This image shows LIT's user interface. The Datapoint Editor at the top allows users to edit their prompts. At the bottom, the LM Salience module allows them to check saliency results.

Identify errors in complex prompts

Two of the most important prompting techniques for high quality LLM-based prototypes and applications are few-shot prompting (including examples of the desired behavior in the prompt) and chain-of-thought, including a form of explanation or reasoning before the final output of the LLM. However, creating an effective prompt is often still challenging.

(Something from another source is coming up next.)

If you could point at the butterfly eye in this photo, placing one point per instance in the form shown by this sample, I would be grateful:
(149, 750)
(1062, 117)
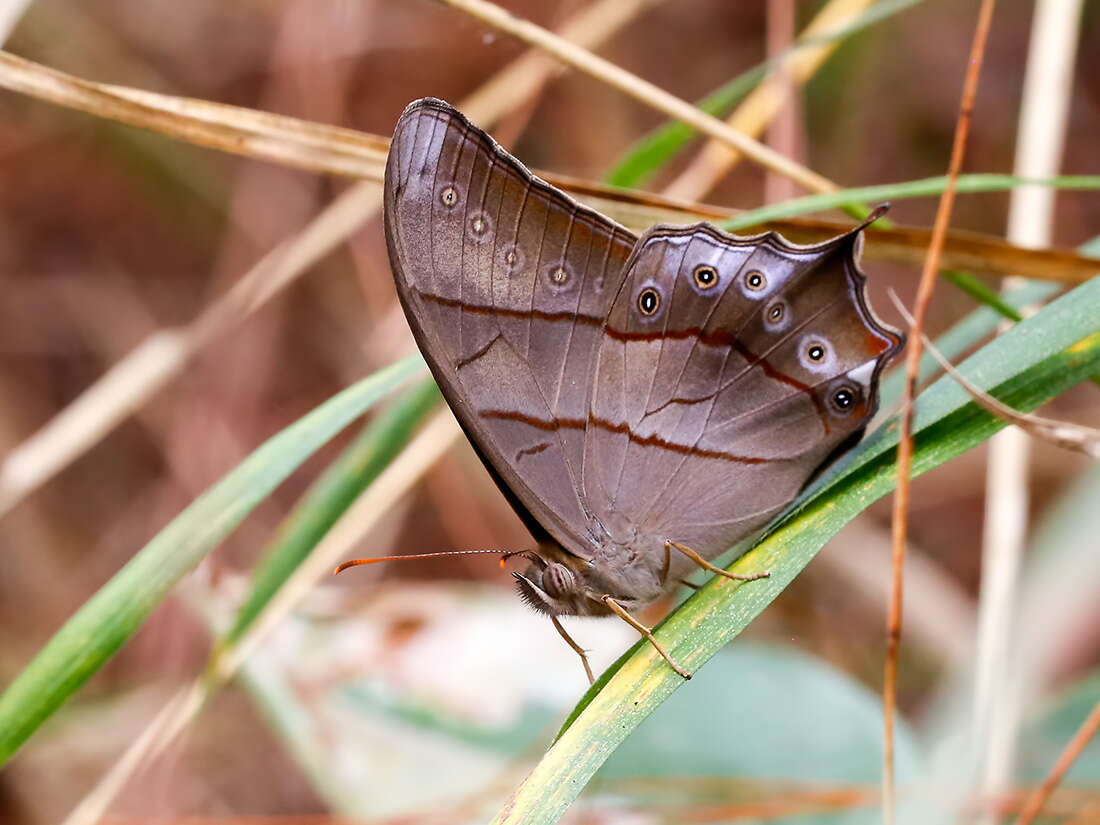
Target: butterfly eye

Consider an example of helping someone assess if they will like a food based on their tastes. An initial prototype chain-of-thought prompt-template might look like this:

Analyze a menu item in a restaurant.


## For example:


Taste-likes: I've a sweet-tooth
Taste-dislikes: Don't like onions or garlic
Suggestion: Onion soup
Analysis: it has cooked onions in it, which you don't like.
Recommendation: You have to try it.


Taste-likes: I've a sweet-tooth
Taste-dislikes: Don't like onions or garlic
Suggestion: Baguette maison au levain
Analysis: Home-made leaven bread in France is usually great
Recommendation: Likely good.


Taste-likes: I've a sweet-tooth
Taste-dislikes: Don't like onions or garlic
Suggestion: Macaron in France
Analysis: Sweet with many kinds of flavours
Recommendation: You have to try it.


## Now analyse one more example:


Taste-likes: {{users-food-like-preferences}}
Taste-dislikes: {{users-food-dislike-preferences}}
Suggestion: {{menu-item-to-analyse}}
Analysis:

Did you spot any issues with this prompt? LIT will help you examine the prompt with the LM Salience module.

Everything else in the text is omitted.